The pathophysiology of OA presents a challenge, as an extensive histopathological study suggested, that no discrete « normal » subgroup exists, indicating a pathological continuum between control and OA states41. In the present study, the control samples collected from elderly cadavers cannot be considered perfectly normal. In addition, we did not collect information about BMI, which is a potential bias, because no clinical data were available on anatomical subjects in accordance with regulatory authorities. Additionally, the classical radiographic Kellgren-Lawrence classification used in this study may be not appropriate for assessing the cartilage-bone interface as it tends to overemphasize the presence of osteophytes compared to joint space narrowing42. In two previous studies, we demonstrated that the central zone not covered by the meniscus already exhibited characteristics of high-load areas, which may explain the minimal differences observed between controls and OA43,44.

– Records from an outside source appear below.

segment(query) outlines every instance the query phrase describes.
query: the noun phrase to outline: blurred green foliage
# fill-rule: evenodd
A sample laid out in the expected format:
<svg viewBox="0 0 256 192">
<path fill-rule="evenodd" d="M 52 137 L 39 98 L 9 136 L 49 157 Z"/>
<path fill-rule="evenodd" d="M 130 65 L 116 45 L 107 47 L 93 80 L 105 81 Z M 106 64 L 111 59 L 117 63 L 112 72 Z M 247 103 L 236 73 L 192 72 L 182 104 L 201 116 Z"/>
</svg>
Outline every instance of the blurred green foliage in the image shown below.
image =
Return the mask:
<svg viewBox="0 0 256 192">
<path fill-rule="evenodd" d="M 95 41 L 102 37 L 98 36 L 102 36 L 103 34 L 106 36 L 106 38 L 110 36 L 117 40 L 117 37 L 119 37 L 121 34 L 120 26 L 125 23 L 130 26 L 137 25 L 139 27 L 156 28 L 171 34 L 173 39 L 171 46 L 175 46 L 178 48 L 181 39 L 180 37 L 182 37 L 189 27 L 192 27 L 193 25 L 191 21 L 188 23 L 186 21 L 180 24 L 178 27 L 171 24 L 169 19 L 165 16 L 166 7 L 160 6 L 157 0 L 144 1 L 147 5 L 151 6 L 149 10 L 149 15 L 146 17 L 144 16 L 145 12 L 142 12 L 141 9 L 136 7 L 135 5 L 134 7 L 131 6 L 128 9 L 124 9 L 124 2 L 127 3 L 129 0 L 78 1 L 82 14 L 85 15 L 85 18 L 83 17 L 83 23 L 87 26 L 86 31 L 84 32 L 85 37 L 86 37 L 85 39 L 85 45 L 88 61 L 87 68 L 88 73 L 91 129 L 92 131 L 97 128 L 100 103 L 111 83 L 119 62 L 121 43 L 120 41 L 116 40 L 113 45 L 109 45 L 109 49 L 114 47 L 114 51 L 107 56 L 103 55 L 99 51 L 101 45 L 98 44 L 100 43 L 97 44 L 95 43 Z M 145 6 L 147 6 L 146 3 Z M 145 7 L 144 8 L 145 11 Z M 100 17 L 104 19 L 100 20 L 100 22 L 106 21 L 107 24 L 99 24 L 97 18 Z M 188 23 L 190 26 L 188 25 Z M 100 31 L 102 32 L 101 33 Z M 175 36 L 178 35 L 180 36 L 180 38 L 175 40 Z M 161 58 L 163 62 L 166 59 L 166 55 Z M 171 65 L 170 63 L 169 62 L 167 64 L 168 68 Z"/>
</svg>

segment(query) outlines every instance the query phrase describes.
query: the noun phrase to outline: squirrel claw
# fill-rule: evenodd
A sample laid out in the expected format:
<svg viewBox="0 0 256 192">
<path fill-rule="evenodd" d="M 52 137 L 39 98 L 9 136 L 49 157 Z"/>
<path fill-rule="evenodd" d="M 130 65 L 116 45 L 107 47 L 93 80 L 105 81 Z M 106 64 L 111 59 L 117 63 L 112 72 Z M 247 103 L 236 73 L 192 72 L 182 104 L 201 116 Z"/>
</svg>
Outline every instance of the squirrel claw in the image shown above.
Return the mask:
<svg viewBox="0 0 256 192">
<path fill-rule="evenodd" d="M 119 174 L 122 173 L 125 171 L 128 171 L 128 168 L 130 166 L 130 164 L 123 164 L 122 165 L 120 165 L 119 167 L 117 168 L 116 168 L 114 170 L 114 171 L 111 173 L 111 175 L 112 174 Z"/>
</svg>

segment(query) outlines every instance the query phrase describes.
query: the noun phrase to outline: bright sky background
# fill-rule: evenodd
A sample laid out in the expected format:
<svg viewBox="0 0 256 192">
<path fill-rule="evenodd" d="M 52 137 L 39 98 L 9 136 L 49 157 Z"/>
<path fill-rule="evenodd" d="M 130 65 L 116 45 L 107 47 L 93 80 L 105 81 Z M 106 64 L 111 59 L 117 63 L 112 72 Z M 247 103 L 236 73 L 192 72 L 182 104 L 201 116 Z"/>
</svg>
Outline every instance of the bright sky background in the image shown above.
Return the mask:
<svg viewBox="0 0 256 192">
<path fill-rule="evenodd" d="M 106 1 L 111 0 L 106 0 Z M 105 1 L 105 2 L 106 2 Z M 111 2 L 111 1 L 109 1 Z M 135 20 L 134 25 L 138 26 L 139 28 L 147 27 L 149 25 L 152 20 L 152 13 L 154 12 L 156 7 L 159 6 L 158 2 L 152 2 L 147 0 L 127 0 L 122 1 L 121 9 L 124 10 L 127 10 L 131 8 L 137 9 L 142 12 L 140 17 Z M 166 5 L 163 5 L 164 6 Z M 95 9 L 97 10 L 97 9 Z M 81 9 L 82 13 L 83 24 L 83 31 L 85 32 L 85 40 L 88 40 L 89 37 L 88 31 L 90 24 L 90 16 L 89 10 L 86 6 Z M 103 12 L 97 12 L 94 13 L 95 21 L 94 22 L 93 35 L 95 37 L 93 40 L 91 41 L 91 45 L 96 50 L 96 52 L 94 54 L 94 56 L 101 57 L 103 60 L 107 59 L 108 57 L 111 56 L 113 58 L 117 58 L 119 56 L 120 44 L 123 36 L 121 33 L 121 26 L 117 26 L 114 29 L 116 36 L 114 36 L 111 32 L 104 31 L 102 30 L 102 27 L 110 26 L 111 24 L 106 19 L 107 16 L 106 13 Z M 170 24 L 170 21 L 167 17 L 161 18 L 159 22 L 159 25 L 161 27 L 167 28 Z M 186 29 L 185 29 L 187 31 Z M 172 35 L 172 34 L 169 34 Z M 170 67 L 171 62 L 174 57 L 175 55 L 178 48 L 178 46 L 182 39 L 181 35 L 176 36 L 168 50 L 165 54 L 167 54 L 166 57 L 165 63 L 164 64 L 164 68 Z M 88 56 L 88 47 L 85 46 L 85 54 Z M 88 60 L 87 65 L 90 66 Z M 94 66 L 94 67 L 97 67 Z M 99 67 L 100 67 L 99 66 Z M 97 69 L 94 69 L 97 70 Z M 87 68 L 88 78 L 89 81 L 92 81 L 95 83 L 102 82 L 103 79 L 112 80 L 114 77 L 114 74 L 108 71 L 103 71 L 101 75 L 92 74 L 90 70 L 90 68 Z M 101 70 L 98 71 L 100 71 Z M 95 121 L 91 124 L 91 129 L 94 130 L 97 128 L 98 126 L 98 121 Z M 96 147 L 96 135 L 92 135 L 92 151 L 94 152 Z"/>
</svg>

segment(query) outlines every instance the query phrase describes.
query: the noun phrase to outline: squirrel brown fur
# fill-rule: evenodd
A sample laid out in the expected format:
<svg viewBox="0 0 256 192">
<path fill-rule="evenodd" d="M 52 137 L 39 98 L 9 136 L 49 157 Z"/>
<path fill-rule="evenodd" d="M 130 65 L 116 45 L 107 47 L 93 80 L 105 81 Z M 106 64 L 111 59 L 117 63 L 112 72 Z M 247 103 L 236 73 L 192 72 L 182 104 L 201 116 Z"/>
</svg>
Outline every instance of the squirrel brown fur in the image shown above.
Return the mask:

We have demonstrated the feasibility of studying the morphology and density of both chondrocytes and osteocytes. Without phase contrast, distinguishing and separately studying the CC and SCB, which contain two distinct populations of cells, would have been challenging.

Finally, the proposed method can be used to gain a better understanding of the roles of chondrocytes and osteocytes in SCP and may contribute to future studies of OA progression.